The “All Okinawa” Fallacy and Media-Driven Division of Japanese Public Opinion
An examination of polling data on the Futenma relocation ignored by left-leaning media, and how misleading rhetoric and media influence contributed to domestic division and national decline.
2016-02-29
The following is a continuation of the previous section.
[Emphasis and text enclosed in asterisks are mine.] [Omitted section.]The same was true when Kyodo News, in a public opinion survey conducted on January 30 and 31, asked about the government’s policy of relocating U.S. Marine Corps Air Station Futenma (Ginowan City, Okinawa Prefecture) to Henoko in Nago City.
In this question as well, contrary to the anti-Henoko relocation arguments of left-leaning media, those who “supported” the relocation (47.8 percent) outnumbered those who “did not support” it (43.0 percent), yet this point attracted little attention.
Households that subscribe to Asahi and similar newspapers, and watch news programs on television stations affiliated with them, would have been completely unaware of this fact.
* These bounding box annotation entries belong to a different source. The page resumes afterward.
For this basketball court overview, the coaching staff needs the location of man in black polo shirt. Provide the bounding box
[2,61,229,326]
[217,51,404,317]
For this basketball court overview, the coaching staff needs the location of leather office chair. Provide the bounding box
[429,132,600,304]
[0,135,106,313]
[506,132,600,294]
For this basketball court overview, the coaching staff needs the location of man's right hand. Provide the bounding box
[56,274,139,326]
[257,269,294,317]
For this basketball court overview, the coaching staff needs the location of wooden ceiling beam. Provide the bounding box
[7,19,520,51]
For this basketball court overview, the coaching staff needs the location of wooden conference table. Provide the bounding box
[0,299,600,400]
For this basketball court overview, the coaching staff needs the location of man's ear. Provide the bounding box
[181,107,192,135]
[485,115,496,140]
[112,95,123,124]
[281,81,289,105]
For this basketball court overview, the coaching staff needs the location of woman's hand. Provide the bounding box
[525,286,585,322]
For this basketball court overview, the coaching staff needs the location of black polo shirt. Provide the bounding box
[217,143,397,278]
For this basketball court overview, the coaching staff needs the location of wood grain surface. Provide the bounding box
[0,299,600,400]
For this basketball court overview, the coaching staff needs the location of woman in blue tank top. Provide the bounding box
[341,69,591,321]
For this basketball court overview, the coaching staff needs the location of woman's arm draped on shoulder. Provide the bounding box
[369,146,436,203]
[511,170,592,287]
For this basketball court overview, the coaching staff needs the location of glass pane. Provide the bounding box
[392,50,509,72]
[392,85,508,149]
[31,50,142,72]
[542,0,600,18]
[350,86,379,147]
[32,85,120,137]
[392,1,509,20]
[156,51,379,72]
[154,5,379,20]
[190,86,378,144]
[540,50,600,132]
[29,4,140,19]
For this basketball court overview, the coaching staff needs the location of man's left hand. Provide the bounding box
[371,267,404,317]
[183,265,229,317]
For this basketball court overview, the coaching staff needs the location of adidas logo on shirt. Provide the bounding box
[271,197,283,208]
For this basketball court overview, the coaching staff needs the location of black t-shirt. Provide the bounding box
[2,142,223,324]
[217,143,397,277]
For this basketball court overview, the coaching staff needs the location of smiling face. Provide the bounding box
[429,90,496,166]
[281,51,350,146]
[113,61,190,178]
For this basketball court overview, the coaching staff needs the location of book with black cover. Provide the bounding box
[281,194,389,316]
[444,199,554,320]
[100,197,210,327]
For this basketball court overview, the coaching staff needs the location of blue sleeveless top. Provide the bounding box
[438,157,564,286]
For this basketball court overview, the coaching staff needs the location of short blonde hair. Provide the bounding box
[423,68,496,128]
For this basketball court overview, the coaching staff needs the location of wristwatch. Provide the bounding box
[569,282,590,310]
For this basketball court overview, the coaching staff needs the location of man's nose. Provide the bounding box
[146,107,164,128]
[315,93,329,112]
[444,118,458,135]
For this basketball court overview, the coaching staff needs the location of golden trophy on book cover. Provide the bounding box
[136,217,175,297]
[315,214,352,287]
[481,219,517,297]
Despite having won the election by a narrow margin, Okinawa Governor Onaga repeatedly resorted to sophistry by claiming to represent “All Okinawa,” even going so far as to travel to the United Nations and make statements that disgraced the nation.
It would not be an exaggeration to say that his conduct aligned with the intentions of China and South Korea, which seek to divide Japanese public opinion.
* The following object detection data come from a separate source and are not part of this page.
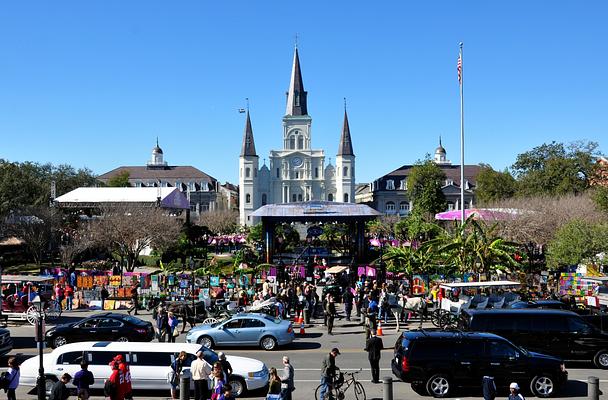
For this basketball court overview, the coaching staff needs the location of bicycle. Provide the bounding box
[315,370,365,400]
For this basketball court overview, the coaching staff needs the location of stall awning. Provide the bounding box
[325,265,348,274]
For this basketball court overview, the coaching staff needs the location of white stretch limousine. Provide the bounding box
[20,342,268,396]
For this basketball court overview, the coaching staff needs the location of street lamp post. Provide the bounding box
[32,295,46,400]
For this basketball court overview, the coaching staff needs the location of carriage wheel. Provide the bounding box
[25,306,40,325]
[44,300,61,321]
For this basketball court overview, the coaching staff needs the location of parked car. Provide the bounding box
[45,312,154,348]
[186,313,294,350]
[391,330,568,397]
[460,309,608,369]
[20,342,268,396]
[0,328,13,356]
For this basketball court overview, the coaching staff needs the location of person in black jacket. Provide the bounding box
[49,374,72,400]
[365,331,384,383]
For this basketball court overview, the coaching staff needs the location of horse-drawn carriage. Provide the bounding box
[431,281,521,328]
[0,275,61,325]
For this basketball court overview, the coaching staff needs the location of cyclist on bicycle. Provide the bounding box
[319,347,340,400]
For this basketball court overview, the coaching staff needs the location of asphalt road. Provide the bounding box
[0,311,608,400]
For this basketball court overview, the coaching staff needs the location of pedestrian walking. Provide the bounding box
[281,356,296,400]
[127,283,139,315]
[49,374,72,400]
[3,357,21,400]
[103,360,124,400]
[167,312,179,343]
[64,285,74,311]
[210,361,226,400]
[365,332,384,383]
[190,351,212,400]
[319,347,340,399]
[100,285,110,310]
[481,375,496,400]
[72,361,95,400]
[266,367,281,400]
[507,382,526,400]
How, then, did TV Asahi’s Hōdō Station, which had consistently treated him as an important figure, report on this?
When one thinks about it, the result of allowing those who call themselves hosts of such programs to continue shaping Japanese public opinion has been the growing arrogance and lawlessness of China, a one-party communist dictatorship, and of South Korea, a nation that has continued anti-Japanese education for seventy years and behaves like a state driven by Nazism.
They have halted the progress of the “Turntable of Civilization” and brought about Japan’s long-term deflation, which reduced national power by as much as 1,400 trillion yen.
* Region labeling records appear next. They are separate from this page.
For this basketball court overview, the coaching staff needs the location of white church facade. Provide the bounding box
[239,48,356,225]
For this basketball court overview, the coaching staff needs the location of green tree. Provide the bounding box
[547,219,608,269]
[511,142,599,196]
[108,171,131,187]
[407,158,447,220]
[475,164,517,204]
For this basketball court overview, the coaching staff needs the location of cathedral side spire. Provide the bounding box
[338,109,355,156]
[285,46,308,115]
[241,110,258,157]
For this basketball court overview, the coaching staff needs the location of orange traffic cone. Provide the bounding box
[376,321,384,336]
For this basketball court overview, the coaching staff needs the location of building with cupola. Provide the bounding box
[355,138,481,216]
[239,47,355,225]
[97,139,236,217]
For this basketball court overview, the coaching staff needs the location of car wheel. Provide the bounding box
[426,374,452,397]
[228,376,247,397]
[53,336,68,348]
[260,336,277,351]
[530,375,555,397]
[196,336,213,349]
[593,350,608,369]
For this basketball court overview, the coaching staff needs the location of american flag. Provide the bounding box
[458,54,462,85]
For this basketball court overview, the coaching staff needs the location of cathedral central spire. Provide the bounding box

What makes their conduct particularly malicious is that throughout this period, their annual incomes exceeding hundreds of millions of yen were never reduced in the slightest, nor were the salaries of employees at their parent company, the Asahi Shimbun, reduced by even a single yen, nor were their pensions cut—while they created a reality in which one in six children grows up in poverty, in households earning 1.8 million yen or less per year.